Lorsqu'ils arrivent à Katmandou, au Népal, quelques jours après leur ascension, Edmund Hillary (1919-2008) et Tenzing Norgay (1914-1986) sont acclamés en héros. Après une dizaine d'expéditions menées par différentes nations depuis 1922, les deux hommes parviennent à atteindre le sommet de l'Everest pour la première fois à 11h30 le 29 mai 1953, à l'issue d'une mission colossale pour l'époque : 300 personnes trimballant 8 tonnes d'équipements pendant deux mois.
Ascension en solitaire, découverte de nouvelles voies... Les alpinistes n'ont cessé depuis de repousser leurs limites. En mai 1975, la Japonaise Junko Tabei devient la première femme à parvenir au sommet. Dès 1978, un Autrichien et un Suisse réussissent l'ascension sans bouteilles d'oxygène. Enfin, depuis l'ascension en 1998 de Tom Whittaker, un alpiniste américain amputé du pied droit et d'une partie de la jambe à la suite d'un accident de voiture, des dizaines de personnes handicapées ont relevé le défi. Pour la seule année 2013, l'Everest a été conquis pour la première fois par une femme amputée et par un homme sans bras.
"Toujours plus vieux"
Record du saut en parapente le plus haut (un Français en 1988), record d'altitude pour un saut en base jump (un Russe, le 7 mai), etc. Les sportifs qui se frottent au toit du monde veulent marquer l'histoire. Mais le record le plus épatant reste celui détenu par le doyen de l'Everest, le Japonais Yuichiro Miura. A 80 ans, il a atteint le sommet jeudi pour la seconde fois, après avoir été sacré plus vieux vainqueur du sommet dix ans plus tôt. Son ressenti ? "Je n'ai jamais été aussi fatigué", a-t-il lancé à la presse. Quant au plus jeune, l'Américain Jordan Romero, il a atteint le sommet à 13 ans, en 2010 (le premier ado à mèche aperçu à plus de 8 800 mètres ?). Pour mettre un terme à cette course effrénée, les autorités népalaises ont par la suite décidé de fixer à 16 ans l'âge minimum pour prétendre à l'ascension (18 ans du côté chinois).

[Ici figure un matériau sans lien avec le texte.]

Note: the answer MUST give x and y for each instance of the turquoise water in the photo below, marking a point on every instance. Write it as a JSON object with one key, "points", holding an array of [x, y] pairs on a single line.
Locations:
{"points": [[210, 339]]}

Le record du nombre d'ascensions réussies est détenu par le Népalais Apa Sherpa. Avant de prendre sa retraite en 2011, il a gravi vingt et une fois le mont Everest.
"Toujours plus nombreux"
Depuis l'exploit d'Hillary et Norgay, 3 500 personnes ont vaincu l'Everest. Au fil des années, l'ascension, jadis extraordinaire, s'est démocratisée. Cette saison, 540 alpinistes ont atteint le sommet, selon les chiffres du gouvernement népalais. Pour la seule journée du 19 mai 2012, 234 personnes ont partagé le panorama, a rapporté National Geographic (en anglais). Le magazine évoque un temps d'attente de deux heures pour pouvoir entamer les derniers mètres d'ascension.
Grâce notamment aux progrès réalisés sur les équipements, le nombre d'alpinistes à réussir l'ascension a triplé entre 1990 et 2012. Cette même année, la photo d'une file d'attente, prise par l'alpiniste allemand Ralf Dujmovits, a fait le tour du monde. Dans une interview accordée au magazine Outside (en anglais), il s'inquiète de cet afflux de grimpeurs, pas toujours expérimentés. "J'ai tout de suite su que tout le monde ne redescendrait pas. Ce n'est qu'une question de statistiques (...). Je sais juste qu'il n'y a pas assez de place là-haut pour tout ce monde."
A tel point que les professionnels locaux, chargés d'organiser les expéditions, envisagent d'installer une échelle sur place, afin d'accélérer la descente des touristes, explique The Guardian (en anglais).
"Toujours plus inconscient"
L'Everest est aussi un business. Selon The Guardian, les touristes déboursent entre 45 000 et 75 000 dollars (35 000 à 58 000 euros) pour tenter l'ascension. Les sherpas sont payés environ 7 000 dollars pour conduire des touristes plus ou moins préparés sur le toit du monde.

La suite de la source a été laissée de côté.